2.6. Op 9 augustus 2010 heeft [eiseres] conservatoir derdenbeslag laten leggen ten laste van [gedaagde] Beheer onder ING Bank N.V. en ten laste van [gedaagde] Wegenbouw onder gemeente Heumen. Op 10 augustus 2010 heeft [eiseres] conservatoir derdenbeslag laten leggen ten laste van [gedaagde] Wegenbouw onder gemeente Zutphen en gemeente Rheden.
2.7. Op 23 augustus 2010 heeft [eiseres] (wederom) een betalingsherinnering gezonden aan [gedaagde] Wegenbouw alsmede aan [gedaagde] Beheer ter zake van door [gedaagde] Wegenbouw onbetaald gelaten facturen met een totaalbedrag van € 140.641,59.
2.8. [gedaagde] Wegenbouw is bij vonnis van deze rechtbank van 31 augustus 2010 in staat van faillissement verklaard.
3. Het geschil
3.1. [eiseres] vordert samengevat - veroordeling van [gedaagde] Wegenbouw en [gedaagde] Beheer tot betaling van € 135.286,59. Voorts vordert [eiseres] veroordeling van [gedaagde] Wegenbouw en [gedaagde] Beheer tot betaling van € 2.299,63 aan buitengerechtelijke incassokosten alsmede veroordeling in de kosten van dit geding, de kosten van de beslagen daaronder begrepen. Nadat zij haar eis ter comparitie had vermeerderd, vordert [eiseres] tevens wettelijke handelsrente vanaf één maand na factuurdatum over de onderliggende factuurbedragen.
3.2. [eiseres] stelt dat [gedaagde] Wegenbouw op grond van de tussen hen gesloten overeenkomsten nog betaling verschuldigd is van het totaal aan openstaande facturen ad
€ 140.641,59, verminderd met een bedrag van € 5.355,00 vanwege verrekening van een vordering van [gedaagde] Wegenbouw op [eiseres] in verband met de verkoop van een haak-container. [eiseres] stelt dat [gedaagde] Beheer hoofdelijk aansprakelijk is voor de betaling daarvan op basis van de onder 2.2 vermelde garantiestelling.
3.3. [gedaagde] Beheer voert verweer.
3.4. Op de stellingen van partijen wordt hierna, voor zover van belang, nader ingegaan.
4. De beoordeling
4.1. Tegen [gedaagde] Wegenbouw is verstek verleend. Nu zij op 31 augustus 2010 is gefailleerd, is de procedure tegen [gedaagde] Wegenbouw op de voet van artikel 29 van de Faillissementswet van rechtswege geschorst.
4.2. Nu [gedaagde] Beheer daartegen geen bezwaar heeft gemaakt, zal jegens haar worden recht gedaan op de grondslag van de gewijzigde eis.
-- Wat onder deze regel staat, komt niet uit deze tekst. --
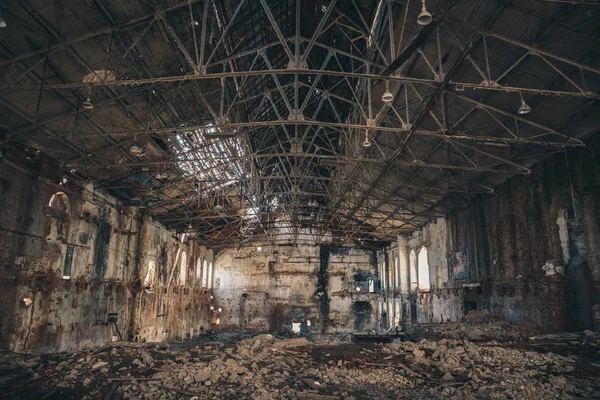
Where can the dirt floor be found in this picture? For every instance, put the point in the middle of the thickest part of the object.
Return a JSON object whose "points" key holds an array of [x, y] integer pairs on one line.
{"points": [[318, 367]]}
Reikwijdte garantiestelling
4.3. Kern van het geschil betreft de reikwijdte van de garantiestelling. [eiseres] stelt dat de garantiestelling alle orders en leveranties omvat die zij voor [gedaagde] Wegenbouw heeft uitgevoerd respectievelijk gedaan. Volgens [gedaagde] Beheer is de garantiestelling beperkt tot de inzet van [eiseres] door [gedaagde] Wegenbouw op het project [woonplaats].
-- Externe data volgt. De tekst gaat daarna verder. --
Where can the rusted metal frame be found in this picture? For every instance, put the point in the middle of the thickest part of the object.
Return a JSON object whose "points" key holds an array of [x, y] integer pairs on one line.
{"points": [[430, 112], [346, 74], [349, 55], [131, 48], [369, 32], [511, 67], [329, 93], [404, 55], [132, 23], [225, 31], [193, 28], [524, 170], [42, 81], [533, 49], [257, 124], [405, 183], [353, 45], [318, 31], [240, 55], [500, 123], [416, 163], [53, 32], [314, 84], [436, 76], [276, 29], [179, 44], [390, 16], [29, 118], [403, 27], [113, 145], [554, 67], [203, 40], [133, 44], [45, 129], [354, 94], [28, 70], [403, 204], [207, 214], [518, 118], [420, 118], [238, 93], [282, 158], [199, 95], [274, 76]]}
Naar de rechtbank begrijpt stelt [gedaagde] Beheer zich voorts op het standpunt dat de garantiestelling is beperkt tot het bedrag van de vordering van [eiseres] ten tijde van het tekenen van de garantiestelling ad € 32.000,00 omdat [eiseres] na de aandelenoverdracht op 12 maart 2010 niet heeft gewezen op (de excessieve) toename van haar vordering.
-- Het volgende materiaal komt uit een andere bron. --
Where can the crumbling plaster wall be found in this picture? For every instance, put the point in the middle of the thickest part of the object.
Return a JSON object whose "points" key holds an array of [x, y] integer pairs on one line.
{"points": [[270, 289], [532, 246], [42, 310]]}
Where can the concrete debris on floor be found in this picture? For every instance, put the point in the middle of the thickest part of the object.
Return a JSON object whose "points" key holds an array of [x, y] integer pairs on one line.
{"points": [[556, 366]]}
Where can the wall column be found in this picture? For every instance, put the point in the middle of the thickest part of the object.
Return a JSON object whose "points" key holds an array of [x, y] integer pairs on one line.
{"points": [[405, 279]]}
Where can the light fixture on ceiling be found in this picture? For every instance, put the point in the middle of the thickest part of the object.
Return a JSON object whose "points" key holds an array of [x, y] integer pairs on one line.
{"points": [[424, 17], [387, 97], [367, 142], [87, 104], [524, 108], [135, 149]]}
4.4. Volgens vaste jurisprudentie kan de vraag hoe in een schriftelijk contract de verhouding van partijen is geregeld en of dit contract een leemte laat die moet worden aangevuld, niet worden beantwoord op grond van alleen maar een taalkundige uitleg van de bewoordingen waarin dat contract gesteld is. In praktisch opzicht is de taalkundige betekenis die deze bewoordingen, gelezen in de context van dat geschrift als geheel, in (de desbetreffende kring van) het maatschappelijk verkeer normaal gesproken hebben, bij de uitleg van dat geschrift vaak wel van groot belang. Tevens is van belang de uitleg die partijen in de gegeven omstandigheden over en weer redelijkerwijs aan elkaars verklaringen en gedragingen mochten toekennen en hetgeen zij redelijkerwijs van elkaar mochten verwachten (het zogenaamde Haviltexcriterium).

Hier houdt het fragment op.